PAR JEAN-FRANÇOIS MADAMOUR
Quelques jours après le suicide de sa compagne, Goda (joué par Tsukamoto lui-même), simple employé, croise dans une ruelle une fille qu’il avait rencontrée et sauvée peu de temps avant, alors qu’elle tentait de se jeter sous un train. Mais celle-ci, hurlant au viol, le publicitaire se retrouve face à face à une bande de loubards. Agressé et volé, il est sommé par ces derniers de ramener tout son argent la prochaine fois. À bout de nerfs, l’homme décide d’acheter une arme. Mais lors de la transaction, il ne remarque pas que l’arme en question n’est qu’un simple pistolet à eau. Il se résout alors de monter son propre revolver avec des pièces de métal. Confronté aux gangs et à l’offense, il n’a plus qu’une obsession: tuer.
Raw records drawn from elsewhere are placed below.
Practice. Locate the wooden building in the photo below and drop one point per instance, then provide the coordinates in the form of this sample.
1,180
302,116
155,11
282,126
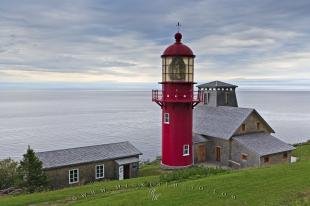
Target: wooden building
76,166
228,135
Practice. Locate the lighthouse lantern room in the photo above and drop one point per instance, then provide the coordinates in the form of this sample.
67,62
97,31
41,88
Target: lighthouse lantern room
177,100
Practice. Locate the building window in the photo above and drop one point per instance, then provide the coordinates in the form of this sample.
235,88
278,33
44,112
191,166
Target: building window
73,176
185,150
244,156
285,155
99,171
243,127
207,98
166,118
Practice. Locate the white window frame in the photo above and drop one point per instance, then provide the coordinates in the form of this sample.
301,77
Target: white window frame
186,150
96,172
77,177
166,118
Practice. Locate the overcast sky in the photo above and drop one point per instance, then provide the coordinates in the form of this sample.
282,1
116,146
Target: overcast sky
264,44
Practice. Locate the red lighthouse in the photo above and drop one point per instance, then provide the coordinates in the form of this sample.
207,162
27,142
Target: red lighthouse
177,101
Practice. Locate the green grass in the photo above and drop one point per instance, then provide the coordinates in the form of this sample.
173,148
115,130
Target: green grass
285,184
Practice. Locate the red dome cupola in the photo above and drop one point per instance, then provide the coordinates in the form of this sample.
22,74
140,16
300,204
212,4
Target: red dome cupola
178,49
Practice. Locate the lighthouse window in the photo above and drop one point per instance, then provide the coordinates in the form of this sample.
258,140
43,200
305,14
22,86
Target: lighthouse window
166,118
185,150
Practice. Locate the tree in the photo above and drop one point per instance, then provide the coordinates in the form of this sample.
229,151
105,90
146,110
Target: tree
8,173
34,178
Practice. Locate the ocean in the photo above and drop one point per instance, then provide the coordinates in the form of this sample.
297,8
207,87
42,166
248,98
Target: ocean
58,119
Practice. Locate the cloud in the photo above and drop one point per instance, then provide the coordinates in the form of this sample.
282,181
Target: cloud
103,41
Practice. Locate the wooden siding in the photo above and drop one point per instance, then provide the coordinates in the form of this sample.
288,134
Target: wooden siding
59,177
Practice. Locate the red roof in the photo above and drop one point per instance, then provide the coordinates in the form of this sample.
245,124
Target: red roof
178,49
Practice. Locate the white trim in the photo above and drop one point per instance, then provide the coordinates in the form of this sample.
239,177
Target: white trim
166,118
96,174
184,149
78,176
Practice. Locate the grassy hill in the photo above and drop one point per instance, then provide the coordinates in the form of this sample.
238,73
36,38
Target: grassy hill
287,184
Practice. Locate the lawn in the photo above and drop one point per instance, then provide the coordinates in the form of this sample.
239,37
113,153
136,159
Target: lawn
276,185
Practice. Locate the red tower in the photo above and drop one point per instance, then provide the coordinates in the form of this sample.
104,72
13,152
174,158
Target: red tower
177,101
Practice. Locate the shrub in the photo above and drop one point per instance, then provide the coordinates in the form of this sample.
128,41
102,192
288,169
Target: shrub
31,172
8,173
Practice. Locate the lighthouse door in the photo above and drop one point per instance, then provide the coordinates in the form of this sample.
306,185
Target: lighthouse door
201,153
121,172
218,153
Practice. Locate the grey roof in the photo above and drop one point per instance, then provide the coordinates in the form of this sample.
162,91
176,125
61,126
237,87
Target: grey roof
217,84
127,160
222,121
263,143
198,138
80,155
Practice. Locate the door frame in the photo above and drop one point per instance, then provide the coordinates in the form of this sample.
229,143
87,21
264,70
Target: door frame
218,153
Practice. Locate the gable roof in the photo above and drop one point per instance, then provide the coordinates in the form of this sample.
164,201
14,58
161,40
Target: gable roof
80,155
222,121
217,84
263,143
Quand on vous dit qu’en substance, Bullet Ballet raconte « l’histoire d’un publicitaire qui accumule les expériences physiques et affectives les poussant jusqu’à leurs plus extrêmes limites », cela vous rappelle évidemment quelque chose. Bien sûr, ce n’est pas une surprise, on sait que depuis son coup d’essai (le mémorable Tetsuo en 1987), ce génie révolutionnaire de Shinya Tsukamoto, sous influence de David Cronenberg pour son premier et de Leos Carax sur celui-ci, s’avère régulièrement copié par des hordes de clippeurs et de jeunes cinéastes occidentaux qui n’en reviennent toujours pas de découvrir pareils trésors d’imagination. Et inutile d’ajouter que oui, David Fincher l’a évidemment pillé – et formidablement, d’ailleurs – pour son Fight Club en 1999.
Ceux qui se sont risqués à donner une interview à Shinya Tsukamoto connaissent la douleur d’avoir mené un entretien avec un artiste qui, sans même prendre la pose arrogante, vous répond le plus simplement du monde par des oui et des non à vos questions les plus complexes. En même temps, ça se comprend: chez lui, tout est sur l’écran et ça se passe de commentaires. Bullet Ballet est un électrochoc, une expérience doloriste qui se vit physiquement et qui n’appelle aucun commentaire théorique. Un grand film de fin de siècle, totalement en avance sur les autres qui, avec son esthétique urbaine (noir et blanc, climat paranoïaque…), ses gnons et son romantisme sadomasochiste (plus maso que sado, d’ailleurs), rappelle que plus l’art est sauvage, plus il est beau.